5日の東京市場は、緩やかにドルが売られる展開だった。ドル円は79円台前半から78円台半ばへと軟化している。ただ、午後に入ってからドル円が一時79.40レベルまで急伸するなど神経質な面もあった。市場筋からは介入との観測も流れたが、財務省筋はコメントを差し控えている。ドル円が急伸する直前には、野田財務相が、為替介入は一方的な円高の動き、特に無秩序な動きへのけん制、と述べており介入期待が広がったことも背景にあったようだ。ユーロドルは1.40台後半から1.41台乗せ、ポンドドルは1.62台前半から後半へとジリ高の動き。前日海外市場で進んだドル買いに調整が入る程度の値動きだった。スイス中銀のヒルデブランド総裁は、下半期にスイス経済がかなり弱くなる見通し、一段のスイスフラン上昇は受け入れられない、必要なら一段の措置講じる用意、と述べ、利下げを実施してもなかなかスイス高に歯止めがかからないことに不快感を表明していた。

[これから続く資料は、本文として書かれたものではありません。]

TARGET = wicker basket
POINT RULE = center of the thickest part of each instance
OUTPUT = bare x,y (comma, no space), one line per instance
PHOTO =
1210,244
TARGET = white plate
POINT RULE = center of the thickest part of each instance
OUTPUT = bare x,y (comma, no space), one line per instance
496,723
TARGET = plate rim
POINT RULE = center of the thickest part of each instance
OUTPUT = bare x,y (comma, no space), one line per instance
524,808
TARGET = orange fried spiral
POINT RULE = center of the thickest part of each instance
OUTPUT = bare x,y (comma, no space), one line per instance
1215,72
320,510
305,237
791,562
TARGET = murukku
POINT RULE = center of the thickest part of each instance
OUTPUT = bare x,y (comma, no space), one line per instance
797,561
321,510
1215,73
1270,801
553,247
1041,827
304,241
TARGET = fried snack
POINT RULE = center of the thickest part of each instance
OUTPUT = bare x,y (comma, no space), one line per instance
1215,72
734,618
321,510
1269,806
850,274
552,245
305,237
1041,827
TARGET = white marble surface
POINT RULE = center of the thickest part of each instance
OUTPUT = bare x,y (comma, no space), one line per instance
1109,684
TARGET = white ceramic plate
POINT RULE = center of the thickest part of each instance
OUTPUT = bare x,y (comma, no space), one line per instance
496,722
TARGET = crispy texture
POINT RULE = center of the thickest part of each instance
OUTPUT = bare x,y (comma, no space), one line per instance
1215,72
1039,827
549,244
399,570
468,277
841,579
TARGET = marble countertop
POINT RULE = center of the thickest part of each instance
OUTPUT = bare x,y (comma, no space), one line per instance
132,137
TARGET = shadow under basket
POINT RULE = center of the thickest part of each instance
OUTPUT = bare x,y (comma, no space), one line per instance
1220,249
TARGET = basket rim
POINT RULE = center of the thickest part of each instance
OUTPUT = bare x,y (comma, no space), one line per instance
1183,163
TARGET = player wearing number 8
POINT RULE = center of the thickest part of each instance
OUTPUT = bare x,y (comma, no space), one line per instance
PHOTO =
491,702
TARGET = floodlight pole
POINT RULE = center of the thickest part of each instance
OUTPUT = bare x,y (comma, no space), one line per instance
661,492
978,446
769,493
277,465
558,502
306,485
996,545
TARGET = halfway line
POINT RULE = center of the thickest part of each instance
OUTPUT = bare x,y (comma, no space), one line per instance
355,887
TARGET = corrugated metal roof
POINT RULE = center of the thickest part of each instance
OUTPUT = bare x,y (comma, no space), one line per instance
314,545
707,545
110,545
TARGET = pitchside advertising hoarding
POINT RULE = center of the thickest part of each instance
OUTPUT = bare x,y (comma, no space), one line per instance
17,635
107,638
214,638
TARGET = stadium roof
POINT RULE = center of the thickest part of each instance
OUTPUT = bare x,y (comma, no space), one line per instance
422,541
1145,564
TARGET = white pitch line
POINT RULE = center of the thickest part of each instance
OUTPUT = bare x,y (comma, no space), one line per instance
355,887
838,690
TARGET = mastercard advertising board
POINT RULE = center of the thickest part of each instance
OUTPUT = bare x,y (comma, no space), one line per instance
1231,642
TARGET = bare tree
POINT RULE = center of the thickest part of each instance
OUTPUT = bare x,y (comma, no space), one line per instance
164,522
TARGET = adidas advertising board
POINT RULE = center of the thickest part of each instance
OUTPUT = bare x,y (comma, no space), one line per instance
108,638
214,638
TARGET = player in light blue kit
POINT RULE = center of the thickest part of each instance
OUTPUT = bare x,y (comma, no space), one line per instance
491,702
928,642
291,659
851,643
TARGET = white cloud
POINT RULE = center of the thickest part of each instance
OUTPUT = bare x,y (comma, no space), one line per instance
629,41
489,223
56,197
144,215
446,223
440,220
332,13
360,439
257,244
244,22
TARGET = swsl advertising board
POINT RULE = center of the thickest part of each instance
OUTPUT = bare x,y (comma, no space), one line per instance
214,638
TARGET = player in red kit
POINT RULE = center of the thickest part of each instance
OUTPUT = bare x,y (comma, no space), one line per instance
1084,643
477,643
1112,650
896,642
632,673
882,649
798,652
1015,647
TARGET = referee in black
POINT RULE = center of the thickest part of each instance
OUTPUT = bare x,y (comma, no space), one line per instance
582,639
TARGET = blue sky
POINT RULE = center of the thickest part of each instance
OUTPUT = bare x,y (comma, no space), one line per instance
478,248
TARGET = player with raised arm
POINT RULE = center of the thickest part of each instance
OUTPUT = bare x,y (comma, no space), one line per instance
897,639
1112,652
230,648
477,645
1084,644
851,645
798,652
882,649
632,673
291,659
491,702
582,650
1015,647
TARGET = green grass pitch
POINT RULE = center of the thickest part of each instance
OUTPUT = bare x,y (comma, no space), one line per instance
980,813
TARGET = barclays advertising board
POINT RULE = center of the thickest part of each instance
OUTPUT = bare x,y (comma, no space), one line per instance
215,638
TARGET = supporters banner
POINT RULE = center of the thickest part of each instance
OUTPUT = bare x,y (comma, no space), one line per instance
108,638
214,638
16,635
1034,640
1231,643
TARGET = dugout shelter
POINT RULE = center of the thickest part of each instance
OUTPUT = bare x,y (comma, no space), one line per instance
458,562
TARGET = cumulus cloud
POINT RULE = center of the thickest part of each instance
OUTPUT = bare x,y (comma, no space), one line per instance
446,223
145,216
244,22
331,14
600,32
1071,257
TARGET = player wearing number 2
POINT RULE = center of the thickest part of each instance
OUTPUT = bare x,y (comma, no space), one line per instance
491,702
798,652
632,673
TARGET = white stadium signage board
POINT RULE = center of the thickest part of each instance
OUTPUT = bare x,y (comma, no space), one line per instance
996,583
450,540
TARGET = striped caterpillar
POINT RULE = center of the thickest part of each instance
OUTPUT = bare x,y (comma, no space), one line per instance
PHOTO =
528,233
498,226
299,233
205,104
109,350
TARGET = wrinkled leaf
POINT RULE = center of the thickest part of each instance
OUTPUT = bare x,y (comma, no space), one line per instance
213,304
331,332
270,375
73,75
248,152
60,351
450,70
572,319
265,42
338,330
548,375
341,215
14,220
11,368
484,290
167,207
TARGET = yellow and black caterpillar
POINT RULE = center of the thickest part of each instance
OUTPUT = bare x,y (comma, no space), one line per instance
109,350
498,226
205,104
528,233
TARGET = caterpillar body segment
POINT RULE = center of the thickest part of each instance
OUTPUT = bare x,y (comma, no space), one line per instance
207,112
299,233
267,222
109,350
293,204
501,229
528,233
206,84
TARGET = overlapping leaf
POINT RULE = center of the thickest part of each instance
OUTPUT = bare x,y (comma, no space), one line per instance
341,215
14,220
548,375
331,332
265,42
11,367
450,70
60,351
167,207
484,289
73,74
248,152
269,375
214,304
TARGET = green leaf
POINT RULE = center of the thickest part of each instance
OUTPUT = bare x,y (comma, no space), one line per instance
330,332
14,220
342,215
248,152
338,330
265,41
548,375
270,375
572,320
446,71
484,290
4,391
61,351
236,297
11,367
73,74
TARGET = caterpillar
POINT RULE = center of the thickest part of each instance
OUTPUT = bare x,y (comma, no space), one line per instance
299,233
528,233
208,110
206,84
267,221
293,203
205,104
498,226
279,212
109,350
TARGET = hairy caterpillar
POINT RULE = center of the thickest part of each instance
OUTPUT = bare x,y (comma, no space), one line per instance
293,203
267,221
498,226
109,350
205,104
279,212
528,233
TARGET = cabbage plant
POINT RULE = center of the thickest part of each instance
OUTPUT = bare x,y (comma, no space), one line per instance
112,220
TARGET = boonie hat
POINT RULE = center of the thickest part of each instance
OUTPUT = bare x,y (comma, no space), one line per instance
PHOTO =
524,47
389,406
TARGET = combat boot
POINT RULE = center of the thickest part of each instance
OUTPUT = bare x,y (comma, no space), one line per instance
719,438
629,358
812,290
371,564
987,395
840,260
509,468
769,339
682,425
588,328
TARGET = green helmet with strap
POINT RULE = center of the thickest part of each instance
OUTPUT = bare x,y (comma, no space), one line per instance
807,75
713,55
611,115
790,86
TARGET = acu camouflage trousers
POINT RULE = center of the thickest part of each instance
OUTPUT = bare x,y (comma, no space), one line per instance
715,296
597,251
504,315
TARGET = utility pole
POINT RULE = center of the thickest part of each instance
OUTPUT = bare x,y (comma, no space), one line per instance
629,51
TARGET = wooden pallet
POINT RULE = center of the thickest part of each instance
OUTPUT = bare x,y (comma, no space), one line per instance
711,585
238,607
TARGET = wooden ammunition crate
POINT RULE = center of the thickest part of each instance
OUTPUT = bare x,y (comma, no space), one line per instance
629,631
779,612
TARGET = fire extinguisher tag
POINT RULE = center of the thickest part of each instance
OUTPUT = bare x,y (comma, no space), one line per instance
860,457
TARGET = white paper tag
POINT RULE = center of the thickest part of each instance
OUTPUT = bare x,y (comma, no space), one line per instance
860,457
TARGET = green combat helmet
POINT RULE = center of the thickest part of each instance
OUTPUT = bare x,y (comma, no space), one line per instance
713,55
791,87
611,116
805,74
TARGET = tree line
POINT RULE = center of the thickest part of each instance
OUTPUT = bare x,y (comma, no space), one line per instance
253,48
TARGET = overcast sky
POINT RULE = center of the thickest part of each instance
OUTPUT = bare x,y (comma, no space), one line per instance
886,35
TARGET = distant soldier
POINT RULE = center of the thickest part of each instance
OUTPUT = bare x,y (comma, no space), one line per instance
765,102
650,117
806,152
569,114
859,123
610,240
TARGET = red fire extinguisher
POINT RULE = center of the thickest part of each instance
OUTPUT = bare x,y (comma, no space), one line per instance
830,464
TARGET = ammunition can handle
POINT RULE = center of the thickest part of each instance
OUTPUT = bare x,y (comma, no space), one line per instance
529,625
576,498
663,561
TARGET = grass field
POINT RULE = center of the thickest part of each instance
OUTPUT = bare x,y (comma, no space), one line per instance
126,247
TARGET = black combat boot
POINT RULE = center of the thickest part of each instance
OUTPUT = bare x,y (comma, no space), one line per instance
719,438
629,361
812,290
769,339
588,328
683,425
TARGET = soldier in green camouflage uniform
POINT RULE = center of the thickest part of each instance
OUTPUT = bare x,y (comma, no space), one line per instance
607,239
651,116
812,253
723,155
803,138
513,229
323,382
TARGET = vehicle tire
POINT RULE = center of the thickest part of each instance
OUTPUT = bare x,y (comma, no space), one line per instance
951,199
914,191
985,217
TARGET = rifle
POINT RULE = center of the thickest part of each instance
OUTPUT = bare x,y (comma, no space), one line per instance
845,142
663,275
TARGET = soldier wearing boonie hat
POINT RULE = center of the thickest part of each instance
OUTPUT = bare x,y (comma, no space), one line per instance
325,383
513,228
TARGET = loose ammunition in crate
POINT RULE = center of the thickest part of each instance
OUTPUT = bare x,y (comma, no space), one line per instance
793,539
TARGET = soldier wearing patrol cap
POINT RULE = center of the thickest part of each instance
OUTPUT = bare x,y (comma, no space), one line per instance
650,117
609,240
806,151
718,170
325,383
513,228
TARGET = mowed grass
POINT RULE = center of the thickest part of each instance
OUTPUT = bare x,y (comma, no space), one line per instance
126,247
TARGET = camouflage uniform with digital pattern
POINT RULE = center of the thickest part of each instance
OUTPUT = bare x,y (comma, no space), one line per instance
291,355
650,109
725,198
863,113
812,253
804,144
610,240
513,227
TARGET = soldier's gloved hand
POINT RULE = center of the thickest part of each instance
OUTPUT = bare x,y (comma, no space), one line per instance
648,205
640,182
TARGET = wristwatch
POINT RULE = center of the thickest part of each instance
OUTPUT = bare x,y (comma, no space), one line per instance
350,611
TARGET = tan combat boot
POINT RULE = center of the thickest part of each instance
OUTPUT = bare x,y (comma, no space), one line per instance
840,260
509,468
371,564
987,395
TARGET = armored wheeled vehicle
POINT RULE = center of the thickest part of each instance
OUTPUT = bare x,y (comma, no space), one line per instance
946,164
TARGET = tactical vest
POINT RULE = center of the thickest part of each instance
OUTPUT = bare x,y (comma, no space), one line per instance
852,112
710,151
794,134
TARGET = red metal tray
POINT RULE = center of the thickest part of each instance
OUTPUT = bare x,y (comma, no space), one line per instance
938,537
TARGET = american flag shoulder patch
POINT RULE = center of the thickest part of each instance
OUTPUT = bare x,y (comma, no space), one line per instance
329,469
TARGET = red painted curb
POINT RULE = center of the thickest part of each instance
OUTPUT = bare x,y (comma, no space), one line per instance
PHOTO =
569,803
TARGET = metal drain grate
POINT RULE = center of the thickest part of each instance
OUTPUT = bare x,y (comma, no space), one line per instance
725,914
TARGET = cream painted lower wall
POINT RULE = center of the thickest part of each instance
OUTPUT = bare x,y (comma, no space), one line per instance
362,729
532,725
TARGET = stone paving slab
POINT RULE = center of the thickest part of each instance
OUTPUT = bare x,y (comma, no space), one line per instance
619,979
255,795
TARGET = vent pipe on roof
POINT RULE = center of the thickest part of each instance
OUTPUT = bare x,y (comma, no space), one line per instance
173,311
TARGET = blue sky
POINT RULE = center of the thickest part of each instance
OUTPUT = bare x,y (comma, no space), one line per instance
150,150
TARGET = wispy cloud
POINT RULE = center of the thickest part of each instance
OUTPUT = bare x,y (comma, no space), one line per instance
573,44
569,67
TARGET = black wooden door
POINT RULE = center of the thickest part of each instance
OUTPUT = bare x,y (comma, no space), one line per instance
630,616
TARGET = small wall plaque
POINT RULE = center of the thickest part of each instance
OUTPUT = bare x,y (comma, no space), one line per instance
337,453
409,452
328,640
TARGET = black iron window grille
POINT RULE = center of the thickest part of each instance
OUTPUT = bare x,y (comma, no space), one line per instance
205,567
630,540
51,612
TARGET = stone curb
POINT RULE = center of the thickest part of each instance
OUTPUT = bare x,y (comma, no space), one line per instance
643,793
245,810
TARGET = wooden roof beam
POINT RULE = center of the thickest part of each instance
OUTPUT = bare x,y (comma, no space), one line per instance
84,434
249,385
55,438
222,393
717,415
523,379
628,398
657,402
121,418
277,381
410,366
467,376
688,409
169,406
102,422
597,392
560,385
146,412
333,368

比較的穏やかな為替市場だったが、株式など金融市場全般にはリスク回避ムードが広がっている。前日のNYダウが500ドル超の大幅安となったことを受けて、日経平均も一時400円近い下げとなった。アジア株でも香港株、上海株などが軒並み大幅安となり、それぞれ年初来安値を付けた。NY原油先物は85ドル台半ばへと水準を下げている。米雇用統計の発表を控えて、一段の米景気悪化を警戒するムードもあったもよう。